Brian Kinstlinger — Alliance Global — Analyst
And with all of the pieces such as Samsung, STEM, the services around it. I guess I wanted to ask about the gross margin, if I look at the adjusted 26.4% notwithstanding freight costs coming down, if we push that aside, do you — in the past you expected to gain a little bit of margin throughout the course of the year. Do you still feel that way of the 26.4% and just kind of take us through with the mix and how that might change a little bit?
Michael Pope — Chairman and Chief Executive Officer
Yes. So still feel like we can improve that. Keep in mind that 26.4% was not including the adjustment of 2 points to 3 points on freight costs, right. So if you take the 26.4% plus 2 points to 3 points, that’s getting you closer to that 30% number. In the past, we talked about we ought to be 25% to 30% and we ought to be on the high-end of that approaching 30%. I think this is going to be that year where we can start to demonstrate additional improvement in gross profit margin and we definitely push that 30% margin number.

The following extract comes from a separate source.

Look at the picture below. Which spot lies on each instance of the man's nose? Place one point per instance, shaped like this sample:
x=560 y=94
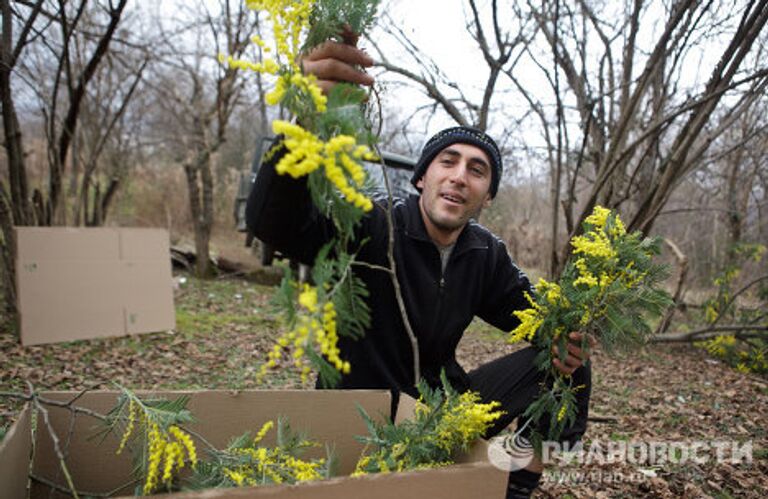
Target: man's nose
x=459 y=174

But looking at the future years, we’ve always said and this is still the case that we know we need to be higher than that and that’s going to happen as we improve our product mix, as we’ve talked about including selling more of our higher margin accessories and our professional services and our software solutions, which are high margin. That’s how we’re going to get there. We’re not going to get there by keeping the same product mix we have today, which is predominantly our active flat panels.

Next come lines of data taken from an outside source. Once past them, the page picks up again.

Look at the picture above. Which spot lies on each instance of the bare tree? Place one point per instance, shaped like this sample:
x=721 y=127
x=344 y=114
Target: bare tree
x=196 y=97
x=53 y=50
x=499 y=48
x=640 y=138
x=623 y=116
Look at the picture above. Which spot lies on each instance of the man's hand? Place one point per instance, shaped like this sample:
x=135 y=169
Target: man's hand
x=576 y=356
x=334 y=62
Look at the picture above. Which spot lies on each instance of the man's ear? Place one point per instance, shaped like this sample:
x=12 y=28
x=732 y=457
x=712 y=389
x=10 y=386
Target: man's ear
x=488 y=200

Brian Kinstlinger — Alliance Global — Analyst
Yeah, lastly, on the acquisition you made this week with Interactive Concepts. Is there a pipeline of similar channel partners or distributors sorry that you’re evaluating in various geographies in Europe given wanting to be closer to the customer and the reseller?
Michael Pope — Chairman and Chief Executive Officer
The answer is yes. Yeah, there are several others we’re looking at. So we’ll have to see how that plays out over time, but our model is ideally in most cases an exception to this, but in most cases, our model is that we want to be closer to the reseller partners and to the end users where we can again have those higher margins by cutting out that distributor but then also where we have a lot more influence and we think us having more influence that’s going to result in a higher sales growth versus just relying only on the distributor.
And keep in mind the distributors sell a lot of other solutions besides our solutions and so we’re competing sometimes to be able to get market share from that distributor of their business and so generally, yes, there is going to be others, we’re looking at others and we hope to announce additional opportunities in future quarters.
Brian Kinstlinger — Alliance Global — Analyst
I guess you’ll treat me to one more question that Allen was trying to ask. This company — this distributor did $6.4 million in revenue, how much revenue do you generate through that distributor. I guess I’m curious how much you did versus kind of the other technologies out there?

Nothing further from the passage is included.